Graphic by Elizabeth Wong.
In April, a group of students came together to create Telehealth Access for Seniors, a nonprofit organization that supports senior citizens around the country struggling with isolation amid the pandemic.
Founded at Yale University, these students were given a federal 501(c)(3) grant to begin supplying senior citizens in isolation with camera-equipped devices, as well as teach them how to use these devices. The organization now spans across 26 states, each with separate groups of organizers working towards the same goal.
“It’s important to give senior citizens these devices as well as providing them with the knowledge of how to use them so that they can connect with their family as well as their doctors,” said Adam Brice, a senior at the University of Rhode Island.
Brice became involved with the organization at the beginning of the fall semester when he was recruited by his pre-health professions advisor at URI, Andrew Simmons.
Brice was working as a certified nurse assistant (CNA) as the pandemic hit the United States, and said he saw firsthand how the lack of technology and knowledge affects many senior citizens he helped care for.
“I was faced with the struggle of seeing people stuck in their rooms,” said Brice. “Where I worked, there was only one iPad that had to be shared among all the patients.”
The lack of knowledge and access to camera-equipped technology has caused serious emotional stress on the elderly, according to Lorelle Sun, a master’s student at Brown University, who is also involved in the Telehealth organization.
“These devices are especially important for older adults because they are most susceptible to the disease, but least comfortable with these devices that allow them to see their friends, families and doctors,” Sun said. “I think Telehealth services will continue on even after the pandemic because many elderly face loneliness and depression. Additionally, having a device and Wi-Fi connection will allow them to search the internet for any additional [medical] resources they may need.”

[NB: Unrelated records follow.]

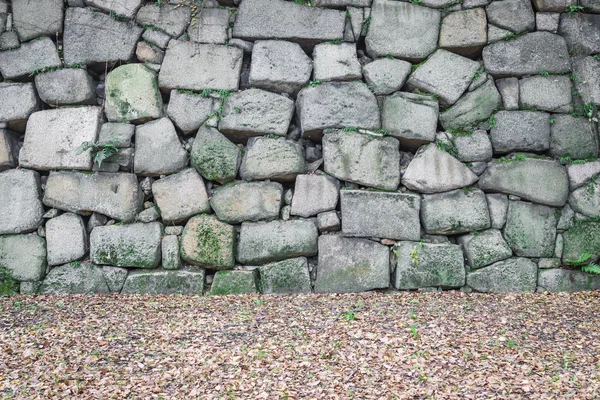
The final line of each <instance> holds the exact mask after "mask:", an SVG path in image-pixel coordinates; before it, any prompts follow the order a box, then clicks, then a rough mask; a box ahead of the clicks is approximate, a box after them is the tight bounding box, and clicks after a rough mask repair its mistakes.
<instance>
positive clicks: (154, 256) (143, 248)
mask: <svg viewBox="0 0 600 400" xmlns="http://www.w3.org/2000/svg"><path fill="white" fill-rule="evenodd" d="M162 234H163V225H162V224H161V223H159V222H151V223H148V224H143V223H136V224H129V225H109V226H97V227H95V228H94V230H93V231H92V234H91V235H90V259H91V260H92V262H94V263H96V264H101V265H114V266H119V267H137V268H156V267H158V265H159V264H160V261H161V238H162Z"/></svg>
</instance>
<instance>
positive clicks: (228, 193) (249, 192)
mask: <svg viewBox="0 0 600 400" xmlns="http://www.w3.org/2000/svg"><path fill="white" fill-rule="evenodd" d="M282 197H283V186H281V184H280V183H277V182H243V181H242V182H232V183H229V184H227V185H224V186H221V187H220V188H217V189H214V190H213V192H212V196H211V198H210V204H211V206H212V208H213V210H214V211H215V214H216V215H217V218H219V220H221V221H223V222H227V223H229V224H239V223H242V222H244V221H260V220H271V219H276V218H277V217H279V211H280V209H281V204H282Z"/></svg>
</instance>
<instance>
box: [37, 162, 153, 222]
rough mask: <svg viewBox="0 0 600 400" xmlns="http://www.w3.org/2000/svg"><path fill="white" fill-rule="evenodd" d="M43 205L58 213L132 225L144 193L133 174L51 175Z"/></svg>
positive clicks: (55, 173) (73, 173) (141, 207)
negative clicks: (110, 220) (128, 223)
mask: <svg viewBox="0 0 600 400" xmlns="http://www.w3.org/2000/svg"><path fill="white" fill-rule="evenodd" d="M43 201H44V204H45V205H46V206H48V207H53V208H57V209H59V210H64V211H71V212H75V213H79V214H84V215H88V214H91V213H92V212H97V213H100V214H104V215H106V216H108V217H110V218H114V219H117V220H121V221H131V220H133V219H134V218H135V216H136V215H137V213H138V212H139V211H141V209H142V202H143V193H142V191H141V189H140V187H139V185H138V182H137V178H136V176H135V175H133V174H127V173H107V172H98V173H93V174H83V173H78V172H51V173H50V176H49V177H48V182H47V183H46V190H45V192H44V200H43Z"/></svg>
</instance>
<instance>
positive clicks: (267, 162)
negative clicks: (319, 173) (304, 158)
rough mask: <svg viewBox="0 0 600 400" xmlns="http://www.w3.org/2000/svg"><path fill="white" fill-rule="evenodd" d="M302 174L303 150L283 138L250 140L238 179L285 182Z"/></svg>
mask: <svg viewBox="0 0 600 400" xmlns="http://www.w3.org/2000/svg"><path fill="white" fill-rule="evenodd" d="M304 172H306V161H305V159H304V148H303V147H302V145H301V144H299V143H296V142H293V141H291V140H287V139H285V138H279V139H274V138H270V137H257V138H252V139H250V140H249V141H248V146H247V147H246V154H245V155H244V159H243V160H242V165H241V166H240V177H241V178H242V179H244V180H260V179H272V180H275V181H282V182H287V181H293V180H294V179H295V178H296V175H298V174H303V173H304Z"/></svg>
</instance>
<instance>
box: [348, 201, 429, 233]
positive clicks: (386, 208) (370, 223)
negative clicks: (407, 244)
mask: <svg viewBox="0 0 600 400" xmlns="http://www.w3.org/2000/svg"><path fill="white" fill-rule="evenodd" d="M340 196H341V205H342V232H343V234H344V235H346V236H360V237H377V238H385V239H396V240H413V241H418V240H419V238H420V237H421V227H420V225H419V211H420V209H421V204H420V203H421V199H420V198H419V196H417V195H414V194H404V193H382V192H372V191H367V190H342V191H341V192H340Z"/></svg>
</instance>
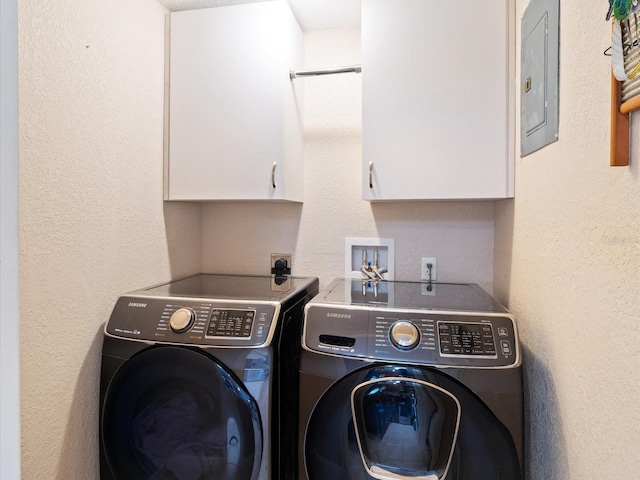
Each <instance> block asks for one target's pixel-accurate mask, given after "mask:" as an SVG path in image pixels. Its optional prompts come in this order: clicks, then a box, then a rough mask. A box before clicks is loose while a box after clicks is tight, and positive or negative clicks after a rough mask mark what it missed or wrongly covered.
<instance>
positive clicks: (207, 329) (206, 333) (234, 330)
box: [206, 308, 256, 338]
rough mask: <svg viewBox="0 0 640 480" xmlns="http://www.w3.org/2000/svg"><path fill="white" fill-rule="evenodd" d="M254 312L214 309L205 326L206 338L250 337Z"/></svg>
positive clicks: (237, 337)
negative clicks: (215, 337)
mask: <svg viewBox="0 0 640 480" xmlns="http://www.w3.org/2000/svg"><path fill="white" fill-rule="evenodd" d="M255 316H256V312H255V310H231V309H224V310H222V309H219V308H214V309H213V310H212V311H211V318H210V319H209V325H208V326H207V333H206V336H207V337H236V338H247V337H250V336H251V328H252V326H253V320H254V319H255Z"/></svg>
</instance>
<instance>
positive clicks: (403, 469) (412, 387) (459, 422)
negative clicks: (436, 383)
mask: <svg viewBox="0 0 640 480" xmlns="http://www.w3.org/2000/svg"><path fill="white" fill-rule="evenodd" d="M417 392H419V393H417ZM374 402H375V404H377V405H384V404H386V405H387V409H389V407H390V406H393V409H394V410H396V409H397V408H398V407H400V406H401V407H404V410H405V413H407V414H408V416H407V417H405V419H404V420H403V421H402V423H403V424H401V423H400V422H401V418H399V417H398V418H395V419H394V420H395V421H394V422H389V424H388V428H387V432H388V435H385V436H384V437H385V438H386V437H391V440H389V441H388V442H397V441H398V440H402V441H403V443H404V445H403V448H406V449H408V450H410V455H411V456H412V457H413V458H414V459H416V460H418V459H419V457H425V458H420V460H421V462H420V461H418V462H416V465H414V469H415V470H413V471H411V470H409V472H407V470H408V469H407V468H406V465H405V463H406V462H407V460H408V459H407V458H406V455H403V457H405V458H404V459H403V461H401V462H400V463H403V465H388V462H384V461H380V460H381V457H387V459H388V458H389V455H388V454H389V452H388V451H387V452H380V451H379V450H380V449H382V450H385V446H386V447H388V446H389V445H385V444H384V443H383V442H384V439H381V438H380V435H378V434H377V433H372V432H371V428H368V425H367V424H368V423H369V422H367V415H366V414H365V410H366V409H367V407H365V405H366V404H368V405H373V404H374ZM351 414H352V415H353V426H354V430H355V434H356V440H357V442H358V449H359V450H360V456H361V457H362V464H363V465H364V468H365V469H366V470H367V473H368V474H369V475H371V476H372V477H374V478H377V479H379V480H412V479H417V480H440V479H443V478H445V477H446V476H447V471H448V470H449V465H450V464H451V458H452V457H453V450H454V447H455V444H456V440H457V438H458V430H459V428H460V402H459V401H458V399H457V398H456V396H455V395H453V394H452V393H450V392H448V391H447V390H445V389H444V388H442V387H439V386H438V385H434V384H433V383H429V382H426V381H424V380H418V379H411V378H407V377H382V378H375V379H373V380H368V381H366V382H363V383H360V384H358V385H356V386H355V387H354V388H353V390H352V391H351ZM380 440H382V442H380ZM379 442H380V444H378V443H379ZM371 444H378V445H375V446H374V445H371ZM393 446H394V445H391V448H393ZM423 447H427V448H423ZM427 450H430V452H429V454H428V455H424V453H426V451H427ZM414 452H415V453H414ZM396 460H398V459H396ZM385 463H387V465H385ZM418 464H419V465H418ZM405 472H407V473H411V475H405V474H404V473H405ZM418 472H419V473H418Z"/></svg>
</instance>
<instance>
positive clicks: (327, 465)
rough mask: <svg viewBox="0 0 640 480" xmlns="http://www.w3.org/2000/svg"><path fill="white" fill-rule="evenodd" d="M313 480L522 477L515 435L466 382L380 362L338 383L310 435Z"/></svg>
mask: <svg viewBox="0 0 640 480" xmlns="http://www.w3.org/2000/svg"><path fill="white" fill-rule="evenodd" d="M305 467H306V471H307V476H308V478H309V480H327V479H332V480H341V479H342V480H365V479H366V480H369V479H372V478H376V479H380V480H406V479H421V480H443V479H446V480H518V479H521V478H522V474H521V472H520V465H519V462H518V456H517V453H516V449H515V446H514V444H513V440H512V439H511V436H510V434H509V432H508V430H507V429H506V427H505V426H504V425H502V423H501V422H500V421H499V420H498V419H497V418H496V417H495V415H494V414H493V413H492V412H491V411H490V410H489V409H488V408H487V407H486V406H485V405H484V403H483V402H482V401H481V400H480V399H479V398H478V397H477V396H475V395H474V394H473V393H472V392H470V391H469V390H468V389H467V388H466V387H464V386H462V385H460V384H459V383H458V382H457V381H455V380H453V379H452V378H450V377H448V376H447V375H445V374H444V373H441V372H439V371H437V370H430V369H427V368H419V367H411V366H392V365H390V366H373V367H366V368H364V369H361V370H358V371H356V372H353V373H351V374H349V375H347V376H345V377H344V378H342V379H340V380H338V381H337V382H336V383H335V384H334V385H333V386H332V387H331V388H330V389H329V390H327V392H326V393H325V394H324V395H323V396H322V397H321V399H320V400H319V401H318V403H317V404H316V406H315V408H314V410H313V412H312V414H311V418H310V419H309V422H308V424H307V430H306V434H305Z"/></svg>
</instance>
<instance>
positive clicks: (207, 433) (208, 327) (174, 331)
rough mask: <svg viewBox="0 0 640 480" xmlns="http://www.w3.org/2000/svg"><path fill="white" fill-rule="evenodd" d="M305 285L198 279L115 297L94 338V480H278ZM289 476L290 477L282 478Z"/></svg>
mask: <svg viewBox="0 0 640 480" xmlns="http://www.w3.org/2000/svg"><path fill="white" fill-rule="evenodd" d="M317 291H318V280H317V279H316V278H296V277H289V278H286V279H282V278H274V277H270V276H264V277H260V276H234V275H212V274H202V275H195V276H192V277H188V278H184V279H181V280H177V281H174V282H169V283H165V284H161V285H156V286H154V287H150V288H146V289H142V290H138V291H135V292H132V293H129V294H126V295H122V296H121V297H120V298H119V299H118V301H117V303H116V305H115V307H114V309H113V313H112V314H111V317H110V319H109V321H108V322H107V324H106V326H105V330H104V344H103V350H102V370H101V383H100V409H99V412H100V478H101V480H209V479H216V480H272V479H273V480H275V479H278V480H280V479H281V478H287V477H289V476H291V475H292V474H291V473H287V472H286V469H287V468H288V467H287V462H286V461H285V459H287V458H289V457H291V455H295V453H296V452H295V450H296V447H297V446H296V445H295V442H294V443H293V444H292V442H291V441H287V438H285V437H283V436H280V428H278V426H279V425H293V427H289V428H295V425H296V424H297V413H296V412H297V391H298V384H297V374H298V367H297V365H298V363H297V362H298V359H299V353H300V348H299V347H300V343H299V338H300V334H301V329H302V316H303V308H304V305H305V304H306V303H307V302H308V301H309V299H310V298H312V297H313V295H315V294H316V293H317ZM293 469H294V470H295V467H293Z"/></svg>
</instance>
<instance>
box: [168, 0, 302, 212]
mask: <svg viewBox="0 0 640 480" xmlns="http://www.w3.org/2000/svg"><path fill="white" fill-rule="evenodd" d="M167 23H168V28H167V52H168V53H167V65H168V66H169V67H168V72H167V80H168V82H167V91H168V108H166V118H165V125H166V127H165V135H166V136H165V199H166V200H196V201H197V200H202V201H206V200H290V201H299V202H301V201H302V197H303V140H302V135H303V132H302V115H303V112H302V105H303V102H302V100H303V92H302V91H301V89H302V82H300V83H295V82H291V81H290V79H289V71H290V70H295V69H300V68H301V67H302V66H303V55H304V51H303V36H302V31H301V30H300V27H299V26H298V23H297V21H296V20H295V17H294V16H293V14H292V13H291V11H290V9H289V7H288V5H287V3H286V2H285V1H284V0H275V1H267V2H260V3H253V4H243V5H233V6H226V7H216V8H208V9H200V10H190V11H183V12H176V13H172V14H170V15H169V20H168V22H167Z"/></svg>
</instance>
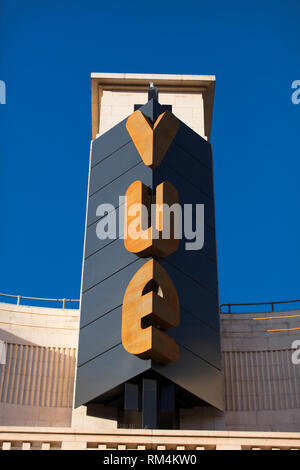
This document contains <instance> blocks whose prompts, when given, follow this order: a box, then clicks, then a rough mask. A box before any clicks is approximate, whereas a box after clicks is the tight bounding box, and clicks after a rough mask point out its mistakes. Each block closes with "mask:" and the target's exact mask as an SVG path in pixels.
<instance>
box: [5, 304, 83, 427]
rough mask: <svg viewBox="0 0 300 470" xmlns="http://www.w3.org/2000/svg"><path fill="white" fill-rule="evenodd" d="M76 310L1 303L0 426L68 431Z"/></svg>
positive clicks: (70, 417)
mask: <svg viewBox="0 0 300 470" xmlns="http://www.w3.org/2000/svg"><path fill="white" fill-rule="evenodd" d="M78 319H79V314H78V311H77V310H67V309H66V310H63V309H58V308H41V307H29V306H23V305H19V306H18V305H12V304H5V303H0V340H2V341H4V344H5V349H6V363H5V364H3V365H0V422H1V423H2V424H7V425H27V426H41V425H43V426H70V425H71V420H72V402H73V388H74V371H75V361H76V348H77V341H78Z"/></svg>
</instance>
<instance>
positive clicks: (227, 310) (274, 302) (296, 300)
mask: <svg viewBox="0 0 300 470" xmlns="http://www.w3.org/2000/svg"><path fill="white" fill-rule="evenodd" d="M296 302H299V304H300V300H278V301H274V302H248V303H239V304H221V305H220V312H221V313H234V312H232V307H250V306H251V307H253V306H261V305H266V306H270V308H271V310H268V311H269V312H275V307H276V306H278V305H282V304H291V303H296ZM225 307H226V308H227V312H224V311H222V309H223V308H225ZM238 313H251V312H249V311H248V312H238Z"/></svg>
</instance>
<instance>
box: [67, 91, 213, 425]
mask: <svg viewBox="0 0 300 470" xmlns="http://www.w3.org/2000/svg"><path fill="white" fill-rule="evenodd" d="M140 110H141V111H142V112H143V113H144V114H145V115H146V116H148V117H149V118H150V119H153V118H154V119H156V118H157V117H158V116H159V114H160V113H161V112H162V110H163V108H162V107H161V106H160V105H159V104H158V103H156V102H153V100H152V101H150V102H149V103H147V104H146V105H145V106H143V107H141V108H140ZM136 180H140V181H142V182H143V183H144V184H146V185H147V186H148V187H149V189H150V190H151V191H153V190H154V188H155V187H156V186H157V185H158V184H159V183H161V182H163V181H166V180H167V181H170V182H171V183H172V184H173V185H174V186H175V187H176V189H177V190H178V193H179V199H180V203H181V204H193V205H194V204H204V205H205V209H204V210H205V232H204V247H203V249H202V250H199V251H186V247H185V243H186V242H189V240H185V239H183V240H181V241H180V244H179V249H178V250H177V252H175V253H173V254H172V255H170V256H168V257H166V258H165V259H160V260H158V261H159V263H160V264H161V265H162V266H163V267H164V269H166V271H167V272H168V273H169V275H170V277H171V279H172V281H173V283H174V285H175V287H176V290H177V292H178V296H179V301H180V306H181V321H180V325H179V326H178V327H176V328H173V329H171V330H169V331H168V334H169V335H170V336H171V337H173V338H174V339H175V341H176V342H177V343H178V345H179V348H180V359H179V360H178V361H177V362H174V363H172V364H169V365H167V366H164V365H161V364H158V363H156V362H155V361H152V360H143V359H139V358H138V357H135V356H133V355H131V354H129V353H127V352H126V351H125V349H124V348H123V346H122V343H121V321H122V303H123V298H124V294H125V291H126V288H127V286H128V284H129V282H130V280H131V279H132V277H133V276H134V274H135V273H136V272H137V271H138V270H139V269H140V267H141V266H143V264H144V263H146V262H147V258H146V259H141V258H139V257H137V256H136V255H134V254H132V253H129V252H128V251H127V250H126V249H125V246H124V240H123V239H122V238H120V239H119V238H118V239H116V240H110V239H106V240H100V239H99V238H98V237H97V232H96V229H97V224H98V223H99V221H100V220H101V221H103V216H102V218H101V216H100V215H99V213H98V214H97V208H98V206H99V204H102V203H105V204H112V205H113V206H114V207H115V208H116V209H117V210H116V217H117V228H119V227H118V220H119V219H118V217H119V213H120V211H123V210H124V205H123V206H122V205H121V206H119V197H120V196H124V195H125V193H126V191H127V189H128V187H129V186H130V185H131V184H132V183H133V182H134V181H136ZM104 218H105V217H104ZM121 232H123V230H121ZM218 304H219V302H218V276H217V263H216V237H215V213H214V194H213V174H212V156H211V146H210V144H209V143H208V142H206V141H205V140H204V139H202V138H201V137H200V136H199V135H198V134H196V133H195V132H193V131H192V130H191V129H189V128H188V127H187V126H186V125H185V124H184V123H182V122H180V127H179V131H178V133H177V135H176V137H175V139H174V141H173V143H172V145H171V146H170V148H169V150H168V152H167V154H166V155H165V158H164V160H163V162H162V163H161V165H160V166H159V167H158V168H156V169H154V170H152V169H150V168H148V167H146V166H145V165H144V163H143V162H142V160H141V158H140V156H139V154H138V153H137V150H136V148H135V146H134V144H133V142H132V141H131V138H130V136H129V134H128V132H127V130H126V120H124V121H122V122H121V123H120V124H118V125H117V126H115V127H114V128H113V129H111V130H110V131H108V132H107V133H105V134H104V135H102V136H101V137H99V138H98V139H96V140H95V141H94V142H93V144H92V155H91V169H90V184H89V199H88V207H87V229H86V239H85V260H84V267H83V280H82V292H81V318H80V336H79V338H80V339H79V353H78V372H77V381H76V400H75V401H76V406H79V405H82V404H85V403H88V402H91V401H93V400H98V399H99V398H100V399H101V396H102V395H104V394H106V393H107V392H109V391H110V390H112V389H114V388H116V387H118V386H120V385H122V384H124V383H125V382H128V381H129V380H131V379H132V378H134V377H137V376H138V375H140V374H143V373H146V371H151V370H152V371H155V372H158V373H159V374H160V376H163V377H165V378H166V379H168V380H170V381H172V382H173V383H174V384H177V385H178V386H180V387H182V388H183V389H185V390H187V391H189V392H191V393H193V394H194V395H195V396H197V397H199V398H200V399H202V400H204V401H206V402H207V403H209V404H211V405H213V406H216V407H217V408H222V390H221V352H220V329H219V307H218ZM149 419H150V418H149Z"/></svg>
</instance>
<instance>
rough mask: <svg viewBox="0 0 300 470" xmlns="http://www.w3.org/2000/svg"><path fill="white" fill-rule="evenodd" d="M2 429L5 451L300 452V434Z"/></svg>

According to the organization’s GoFundMe Page, every $50 allows for the purchase of a tablet to be donated to a senior citizen.
Telehealth also helps low-income seniors to receive camera-equipped devices, meaning senior citizens who are homeless will have the resources to look up information on their tablets provided by Telehealth. These can be used to find resources such as shelter, food and medical facilities for their benefit.
“Luckily, we’re still allowed to hold clinics that allow seniors to work with volunteers that help them learn how to use the devices,” Brice said.
As one of these volunteers, Brice teaches senior citizens how to do things such as set up email accounts, launch Zoom calls and even download games on smart devices in one-on-one workshop settings.
These workshops are made possible by a grant received by the Rhode Island branch of Telehealth in association with the foundations Age Friendly and Cyber-Seniors respectively.
So far in association with the Coronavirus Aid, Relief and Economic Security (CARES) Act, approximately 90 jitterbugs, an elderly-friendly cell phone, and 50 tablets have been donated to nursing homes and low-income seniors across the state of Rhode Island.
While Massachusetts is not a part of the Telehealth program, Connecticut and Rhode Island are, and students who attend school in Telehealth states are eligible to volunteer through their school’s state.